Dallas ISD bond package proposal
Why some board members, parents are saying ‘No’ to Prop. 1
KENYATTA GIDDINGS | 11/2/2015, 9:33 a.m.
The Dallas Examiner
The faint, unpleasant aroma of the Trinity River filled the air as District 6 parents gathered at Kimball High School on Oct. 21, one of 12 meetings held across the city to discuss concerns about how the proposed $1.6 billion Dallas ISD 2015 Bond Package would impact all nine districts.
The proposal is based on the recommendations of a task force composed of Dallas ISD staff, school administrators and community members, along with commissioned facility assessment reports. The greatest percent of the bond would go toward building and replacing schools and classrooms. The proposal will add or replace nine schools in Districts 1, 3, 4, 5, 7 and 9 – four of which will be in District 5.
Community leaders have become increasingly vocal about their concerns about the distribution of funds.
“I’m pushing that the bond proposal doesn’t pass and we go back to ensure all the children have the same access,” District 6 Trustee Joyce Foreman said. “Where [DISD Board of Trustees president] Eric Cowan’s daughter goes to school was indexed by the Parsons report as ‘good.’ A few parents went over there with one administrator and now they’re getting a new building. That’s not fair. We have all these other schools rated bad but because of the politics, they see change. It’s not fair to the kids.”
The bond package will also include adding new classrooms to 19 schools in every district, with the exception of District 8.
Southern district schools, District 5, 6 and 7 would receive an additional 68 classrooms. District 6 receiving the lowest with only four added classrooms. East Dallas schools, District 4 and District 9, would add 58 classrooms. While North Dallas districts would add 150 new classrooms.
A smaller percentage would be used to construct or repurpose schools for new programs such as early childhood schools and career technology programs.
Other improvements would include HVAC, roofing, plumbing, etc.
“We need more time to make sure there’s equity within the bond package,” said Foreman, who has served as trustee for about a year and a half. “My district has more charter schools than anywhere else in DISD. Those charter schools are there because DISD is not taking care of the kids.”
Skeptical community member were also overwhelmingly critical of Dallas ISD’s plans for the bond package.
“I’ve been observing bonds for many years, and this is the first one that doesn’t have it together,” said Shirley Daniels, a 43-year advocate of the district and mother of eight Kimball graduates. “Every meeting they’ve added and taken away, and they don’t have minutes for us to view.”
A lack of transparency was a common complaint of the meeting.
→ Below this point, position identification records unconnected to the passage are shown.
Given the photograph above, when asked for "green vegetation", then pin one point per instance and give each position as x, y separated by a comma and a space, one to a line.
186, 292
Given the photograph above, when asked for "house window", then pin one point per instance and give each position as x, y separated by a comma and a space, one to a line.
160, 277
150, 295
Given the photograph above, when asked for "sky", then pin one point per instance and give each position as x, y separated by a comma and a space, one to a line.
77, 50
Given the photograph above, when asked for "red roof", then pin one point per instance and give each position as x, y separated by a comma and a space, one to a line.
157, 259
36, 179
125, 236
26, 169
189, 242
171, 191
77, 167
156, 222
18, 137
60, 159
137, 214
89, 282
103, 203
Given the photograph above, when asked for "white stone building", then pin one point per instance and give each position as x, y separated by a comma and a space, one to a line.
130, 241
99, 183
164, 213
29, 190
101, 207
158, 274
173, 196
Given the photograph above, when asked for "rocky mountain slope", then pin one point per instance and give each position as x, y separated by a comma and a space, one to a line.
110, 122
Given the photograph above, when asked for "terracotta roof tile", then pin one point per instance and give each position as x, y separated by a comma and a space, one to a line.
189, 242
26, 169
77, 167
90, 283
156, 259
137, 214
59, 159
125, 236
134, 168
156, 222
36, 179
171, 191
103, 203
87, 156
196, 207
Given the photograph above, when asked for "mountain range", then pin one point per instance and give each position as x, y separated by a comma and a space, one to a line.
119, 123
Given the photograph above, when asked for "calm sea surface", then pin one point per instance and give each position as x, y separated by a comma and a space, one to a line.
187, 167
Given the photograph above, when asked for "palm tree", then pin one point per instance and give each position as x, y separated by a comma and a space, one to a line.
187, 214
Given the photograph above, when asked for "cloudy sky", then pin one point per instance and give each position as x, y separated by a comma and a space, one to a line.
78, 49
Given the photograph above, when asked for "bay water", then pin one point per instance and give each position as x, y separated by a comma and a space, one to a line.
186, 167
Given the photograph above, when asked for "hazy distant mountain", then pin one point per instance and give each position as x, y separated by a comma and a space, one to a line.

Clouded language, conflicted messaging and an unstable breakdown of the tax rate, which is not expected to increase according to Dallas ISD, were all areas of crossed wires.
“There’s no transparency with this bond,” said Christopher Edwards, a father with children at District 6 schools. “It’s been shoved down our throats and we’re supposed to just sign off on it. Don’t let this be a rush job. There are still issues from the 2008 bond that haven’t been addressed.”
Vague terminology isn’t helping the district earn trust with District 6 parents or their trustee. During the meeting, Daniels highlighted that when Dallas ISD speaks of improving Southern Dallas, they often keep those efforts east of I-35, leaving schools in the west with little help. Politics and snubs of the past are now being reignited, as community members fear old patterns will come to fruition.
Early voting on the bond began on Oct. 19 and will continue through Friday. Election Day is Nov. 3.